A posição consta em documento oficial encaminhado pelo ministro das Relações Exteriores, Mauro Vieira, à Câmara dos Deputados em resposta a um requerimento parlamentar. No texto, o Itamaraty afirma que a prioridade segue sendo a busca por uma solução negociada com a União Europeia, mas não descarta recorrer a outros mecanismos caso as tratativas não avancem.
“Caso a decisão comunitária não seja revertida até 3 de setembro de 2026, o governo brasileiro não descarta adotar medidas diplomáticas, comerciais e jurídicas para contestar e reverter a decisão da União Europeia”, informa o documento.
Entre as alternativas avaliadas está o acionamento da Organização Mundial do Comércio (OMC), além da utilização dos mecanismos de solução de controvérsias previstos no acordo entre Mercosul e União Europeia.
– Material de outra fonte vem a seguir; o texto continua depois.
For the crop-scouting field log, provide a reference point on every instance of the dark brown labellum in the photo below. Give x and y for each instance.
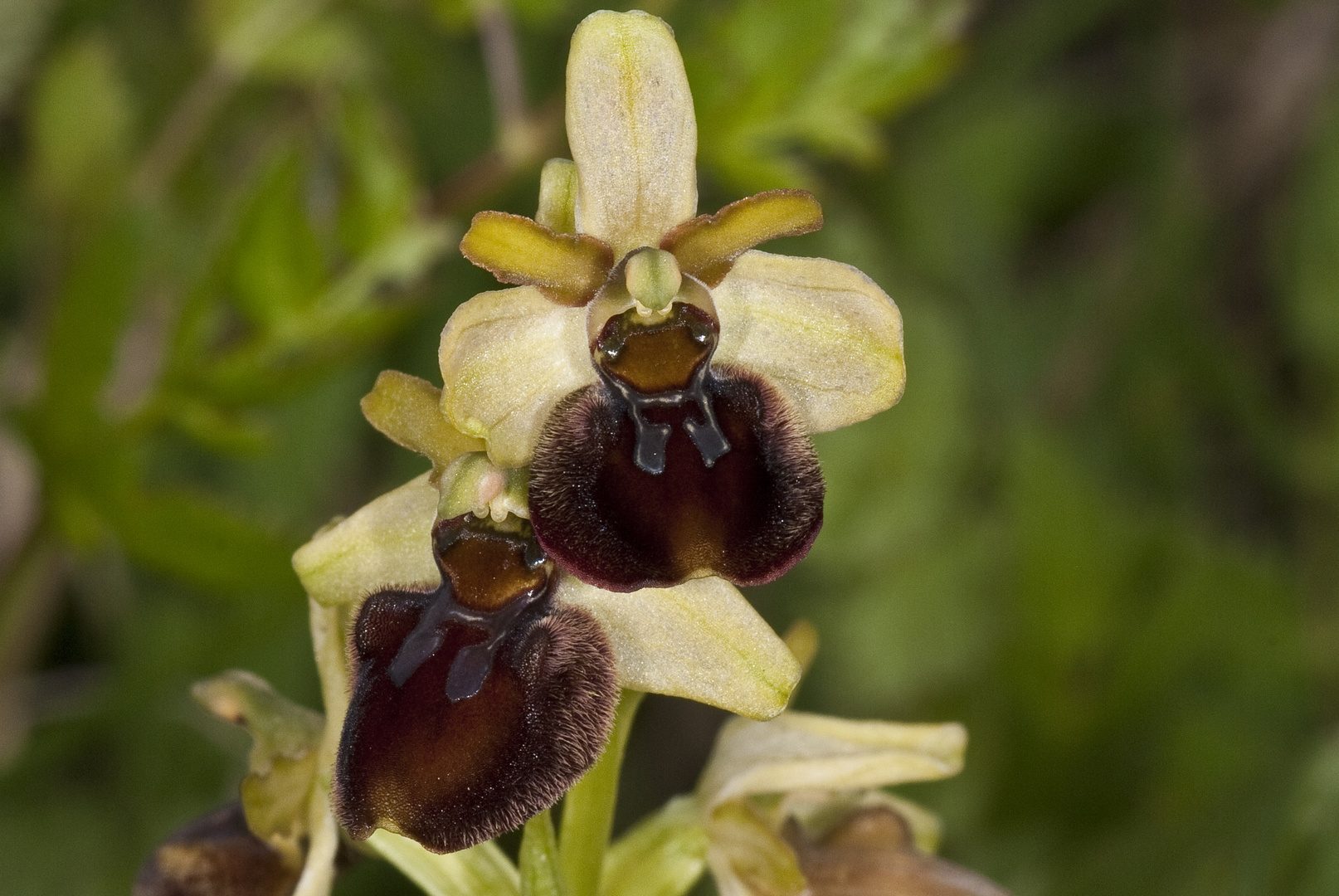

Segundo o ministro Mauro Vieira, a adoção de medidas jurídicas dependerá da evolução das negociações em andamento com o bloco europeu.
Entenda o embargo
Em junho, a União Europeia retirou o Brasil da lista de países autorizados a exportar determinadas categorias de produtos de origem animal para o mercado europeu. A decisão foi precedida por um comunicado emitido em maio, quando o bloco solicitou garantias adicionais sobre o cumprimento das normas relacionadas ao uso de antimicrobianos, como antibióticos, na produção pecuária.
O embargo atinge exportações de carne bovina, aves, equídeos, produtos da aquicultura, mel e tripas.
Desde que a restrição foi anunciada, representantes do governo brasileiro mantêm negociações com autoridades europeias. O ministro Mauro Vieira e integrantes do Itamaraty vêm dialogando com o comissário de Comércio da União Europeia, Maroš Šefčovič, defendendo que os produtos brasileiros atendem aos padrões internacionais de qualidade e segurança sanitária exigidos pelo mercado europeu.
O governo brasileiro sustenta que busca uma solução por meio do diálogo, mas reforça que poderá recorrer aos instrumentos previstos nas regras do comércio internacional caso o embargo permaneça em vigor após o prazo estabelecido.